Champion Lakers fuelled by local lacrosse talent
The Peterborough Century 21 Lakers had another incredible run to this year’s Mann Cup and are once again the unquestioned kings of Canadian lacrosse.
Rival powers like Six Nations and Brooklin in Ontario and Victoria and New Westminster in B.C. might not agree, but at this point there really is no question about the “unquestioned” label.
These Lakers have won three straight Major Series national titles, the fourth team in 92 years to do the three-peat.
That’s just the current string. The Mann Cup will now reside in Peterborough for the eighth time in 16 years. How many teams in a national sport can match that record?
The North American list is very short: the Montreal Canadiens and Boston Celtics.
The storied Canadiens won 16 Stanley Cups in a 27-year span. The Celtics were NBA champs 12 times in 20 years, including an eight-for-10 run.
Could the Lakers match those records? Don’t put it past them.
Immediately after defeating the Victoria Shamrocks in a final series played entirely in Victoria — an all-road-game challenge professional teams never face — they were thinking four in a row.
GM Paul Day was clear during an interview when the team arrived home: “We’ll really enjoy this but we’re a very young group and we hope to have everyone back next year.”
Four straight Mann Cups. It has been done only once — not surprisingly, by another Peterborough team.
One difference between these Lakers and the Peterborough Timbermen/Trailermen of the early 1950s is that the current team is mostly local players. The T/T squad imported many of its stars, as was almost always the norm for dominant lacrosse teams.
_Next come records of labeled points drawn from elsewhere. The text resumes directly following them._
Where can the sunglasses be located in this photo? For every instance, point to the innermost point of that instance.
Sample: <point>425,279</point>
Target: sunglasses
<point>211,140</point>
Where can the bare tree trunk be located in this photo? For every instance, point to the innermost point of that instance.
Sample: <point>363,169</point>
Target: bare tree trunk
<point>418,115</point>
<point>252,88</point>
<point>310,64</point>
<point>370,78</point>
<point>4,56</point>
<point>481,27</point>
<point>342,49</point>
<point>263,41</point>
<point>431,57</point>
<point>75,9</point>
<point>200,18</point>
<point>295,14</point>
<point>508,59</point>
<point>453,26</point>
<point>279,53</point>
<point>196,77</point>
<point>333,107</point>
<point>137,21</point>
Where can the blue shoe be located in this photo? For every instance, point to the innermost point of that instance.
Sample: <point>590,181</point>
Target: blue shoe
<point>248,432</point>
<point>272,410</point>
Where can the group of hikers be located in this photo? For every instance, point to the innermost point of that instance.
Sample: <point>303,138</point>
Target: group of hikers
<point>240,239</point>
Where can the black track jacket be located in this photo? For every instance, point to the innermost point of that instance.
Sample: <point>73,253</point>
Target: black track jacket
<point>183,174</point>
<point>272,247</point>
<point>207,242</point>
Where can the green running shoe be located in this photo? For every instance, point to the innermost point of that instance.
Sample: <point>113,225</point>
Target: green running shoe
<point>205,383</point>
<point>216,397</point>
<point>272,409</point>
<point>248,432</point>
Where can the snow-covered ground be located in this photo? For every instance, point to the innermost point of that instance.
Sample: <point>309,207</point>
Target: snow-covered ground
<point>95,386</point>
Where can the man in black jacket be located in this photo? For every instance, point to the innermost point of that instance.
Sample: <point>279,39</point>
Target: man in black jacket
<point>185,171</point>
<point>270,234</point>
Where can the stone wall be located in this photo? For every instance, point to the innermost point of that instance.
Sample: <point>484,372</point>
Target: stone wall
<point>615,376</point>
Today’s Lakers are an exception. Eighteen of them played junior lacrosse here and most of those 18 came up through the local minor lacrosse program.
This is as true a local “club” team as Major Series lacrosse ever sees. And its biggest stars have been Peterborough born and bred.
That bedrock base of lacrosse talent suggests four in a row and nine of 16 won’t be the end; the Lakers could put together a multi-generational streak to rival Les Habitants and the Celtics.
Next year’s challenge will be eased by the alternating East/West playoff format. If the Lakers conquer Ontario, they will stay home and play for the Mann Cup in the Memorial Centre.
Yes, the Memorial Centre, the home that wasn’t home for 2019.
Remember the controversy? City officials were worried about an engineering report that the arena’s concrete floor was breaking down under the surface.
After a lot of back and forth — and a one-year delay that allowed the Lakers to win the 2018 Mann Cup at the Mem Centre — a $3.5 million repair and upgrade went ahead. The Lakers played their season in the much smaller Evinrude Centre.
City officials took a lot of heat for that decision from the Lakers and their fans. At one point, a team spokesperson issued a particularly dire warning about a “catastrophic” collapse of fan support that could take years to recover from. Others said the team might fold.
None of that came about. Something worth remembering the next time the sky seems to be falling.
But no need to dwell on that now. The Mann Cup is back home and the Lakers are deserving kings again.